Nous nous sommes aujourd’hui concentrés sur la capitale de la région, la très dynamique ville de Séville. Avec plus de 700 000 habitants, c’est la plus grosse agglomération du sud de l’Espagne et une cité estudiantine importante. A ce jour, la manufacture des tabacs qui autrefois accueillait les consœurs de Carmen, est devenue le siège d’une université renommée.

Nous avons laissé nos élèves à la découverte des différents quartiers de Séville avant de les retrouver en tout début d’après-midi devant le monument phare du centre historique : la cathédrale et sa fameuse Giralda, l’ancien minaret devenu campanile avec l’arrivée des catholiques. L’ascension de la tour nous a permis de découvrir la ville sous un autre point de vue, et de constater son importance et ce qu’a pu représenter le Guadalquivir pour son développement.

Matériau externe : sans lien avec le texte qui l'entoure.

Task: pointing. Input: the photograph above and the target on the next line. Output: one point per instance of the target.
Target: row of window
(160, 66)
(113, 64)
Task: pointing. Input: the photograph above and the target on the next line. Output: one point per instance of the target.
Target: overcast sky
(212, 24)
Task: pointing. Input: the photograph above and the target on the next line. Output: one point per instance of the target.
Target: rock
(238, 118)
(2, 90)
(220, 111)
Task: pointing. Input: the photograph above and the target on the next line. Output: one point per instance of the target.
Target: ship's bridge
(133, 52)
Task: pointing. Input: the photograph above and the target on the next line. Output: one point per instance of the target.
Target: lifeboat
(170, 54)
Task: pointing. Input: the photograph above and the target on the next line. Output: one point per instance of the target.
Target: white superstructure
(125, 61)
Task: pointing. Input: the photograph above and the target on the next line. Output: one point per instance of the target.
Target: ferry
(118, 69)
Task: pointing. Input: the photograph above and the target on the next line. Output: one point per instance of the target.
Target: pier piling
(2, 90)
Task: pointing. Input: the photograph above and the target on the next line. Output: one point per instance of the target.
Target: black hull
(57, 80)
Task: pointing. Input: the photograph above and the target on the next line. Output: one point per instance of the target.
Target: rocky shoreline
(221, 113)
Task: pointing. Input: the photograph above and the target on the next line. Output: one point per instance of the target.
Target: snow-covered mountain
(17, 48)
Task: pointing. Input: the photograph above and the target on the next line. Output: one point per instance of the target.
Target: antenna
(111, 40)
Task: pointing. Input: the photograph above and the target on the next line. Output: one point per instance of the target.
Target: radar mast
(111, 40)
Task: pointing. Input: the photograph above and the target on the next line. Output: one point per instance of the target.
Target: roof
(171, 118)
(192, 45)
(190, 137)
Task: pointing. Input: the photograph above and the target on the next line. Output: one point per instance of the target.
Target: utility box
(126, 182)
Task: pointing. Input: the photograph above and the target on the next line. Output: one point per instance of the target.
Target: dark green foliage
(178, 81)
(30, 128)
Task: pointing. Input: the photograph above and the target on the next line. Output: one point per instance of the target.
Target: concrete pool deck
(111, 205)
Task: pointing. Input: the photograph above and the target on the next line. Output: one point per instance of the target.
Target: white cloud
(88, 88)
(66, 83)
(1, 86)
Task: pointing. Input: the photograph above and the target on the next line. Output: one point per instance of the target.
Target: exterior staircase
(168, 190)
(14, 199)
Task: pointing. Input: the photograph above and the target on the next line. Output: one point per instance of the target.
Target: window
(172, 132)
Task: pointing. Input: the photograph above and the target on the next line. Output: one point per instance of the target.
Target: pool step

Car, la capitale andalouse a été jusqu’en 1717 un port très important qui bénéficiait du monopole du commerce avec le Nouveau Monde espagnol. Tout l’or arrivé par le fleuve a été utilisé pour développer de somptueux palais baroques et enrichir les multiples églises et couvents de trésors d’orfèvrerie. La visite de la cathédrale, malheureusement défigurée par des travaux a été l’occasion d’évoquer la figure de Christophe Colomb et l’âge d’or de la puissance sévillane.

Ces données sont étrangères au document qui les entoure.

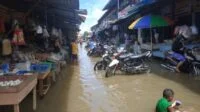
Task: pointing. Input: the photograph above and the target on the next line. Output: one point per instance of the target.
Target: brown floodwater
(80, 89)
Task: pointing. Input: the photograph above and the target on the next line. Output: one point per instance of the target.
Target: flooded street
(80, 89)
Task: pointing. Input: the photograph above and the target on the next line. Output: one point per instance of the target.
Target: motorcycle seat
(140, 55)
(125, 56)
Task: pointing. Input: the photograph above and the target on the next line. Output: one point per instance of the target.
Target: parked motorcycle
(129, 63)
(191, 64)
(106, 58)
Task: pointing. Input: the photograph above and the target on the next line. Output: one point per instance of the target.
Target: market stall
(13, 89)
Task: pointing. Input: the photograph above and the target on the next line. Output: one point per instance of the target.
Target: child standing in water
(165, 104)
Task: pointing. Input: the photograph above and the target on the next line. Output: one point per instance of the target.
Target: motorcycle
(106, 58)
(129, 63)
(191, 64)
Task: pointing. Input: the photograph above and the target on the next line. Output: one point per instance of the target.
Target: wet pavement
(80, 89)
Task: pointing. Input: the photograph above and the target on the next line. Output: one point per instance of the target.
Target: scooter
(106, 58)
(191, 64)
(129, 63)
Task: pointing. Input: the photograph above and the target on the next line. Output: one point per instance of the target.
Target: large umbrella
(150, 21)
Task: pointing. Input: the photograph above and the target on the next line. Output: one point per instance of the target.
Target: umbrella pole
(151, 39)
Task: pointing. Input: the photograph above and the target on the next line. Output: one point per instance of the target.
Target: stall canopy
(56, 12)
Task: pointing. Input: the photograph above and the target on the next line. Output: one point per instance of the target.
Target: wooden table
(42, 87)
(14, 95)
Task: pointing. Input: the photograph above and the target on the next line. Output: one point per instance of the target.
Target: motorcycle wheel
(99, 66)
(110, 71)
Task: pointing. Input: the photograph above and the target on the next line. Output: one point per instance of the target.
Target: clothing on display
(18, 37)
(54, 32)
(2, 27)
(6, 47)
(45, 33)
(39, 30)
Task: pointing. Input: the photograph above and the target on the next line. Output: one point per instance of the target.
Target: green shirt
(162, 105)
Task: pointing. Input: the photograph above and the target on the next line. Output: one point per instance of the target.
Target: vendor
(57, 46)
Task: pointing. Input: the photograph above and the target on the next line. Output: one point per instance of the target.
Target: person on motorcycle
(178, 46)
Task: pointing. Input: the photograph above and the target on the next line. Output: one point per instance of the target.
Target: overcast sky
(94, 8)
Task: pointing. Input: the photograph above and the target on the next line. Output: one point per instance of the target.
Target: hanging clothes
(39, 30)
(45, 33)
(2, 27)
(18, 37)
(6, 47)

Une fois ce haut lieu de l’histoire visité, nous nous sommes rendus, non sans avoir préalablement fait une halte chez les glaciers bordant l’édifice, au Reales Alcazar. Ce palais commencé par les Almohades est aujourd’hui encore une résidence royale. Alliant fraicheur des patios et fastes d’un palais , l’Alcazar est aussi connu pour ses magnifiques jardins dont la découverte a clos notre espacade à Séville. Il nous fallait déjà rentrer pour fermer nos valises et préparer notre retour en France.

Jeudi 8 mars

Ce matin, nous avons quitté Cordoue pour une autre perle de l’Andalousie, la cité de Grenade qui nous a accueillis vers 11 heures sous un soleil resplendissant. Les montagnes toutes proches étaient encore largement enneigées. Le point de vue était splendide !

Sur le papier, notre programme était léger, seule l’Alhambra y était inscrite. Mais que de richesses en si peu d’espace et que de beautés ! Qui n’a pas vu cette merveille ne peut comprendre pourquoi un roi versa des larmes pour elle ! En effet, la légende dit que le dernier roi de Grenade pleura la perte de son palais après la victoire des Rois Catholiques. Accrochée à un piton rocheux, la citadelle de Grenade déploie ses trésors dans un cadre époustouflant. Les plus belles salles ont été construites par la dynastie Nasride qui, la dernière, contrôla la ville. Ici, aucune perspective, aucune enfilade majestueuse, au contraire ! Tout est surprise et découverte. Des couloirs coudés ouvrent sur des salles magnifiques et des cours ombragées se succèdent au rythme du bruissement de l’eau des bassins. La perle de cet ensemble est sans conteste la Cour des Lions, véritable chef-d’œuvre d’harmonie et de beauté.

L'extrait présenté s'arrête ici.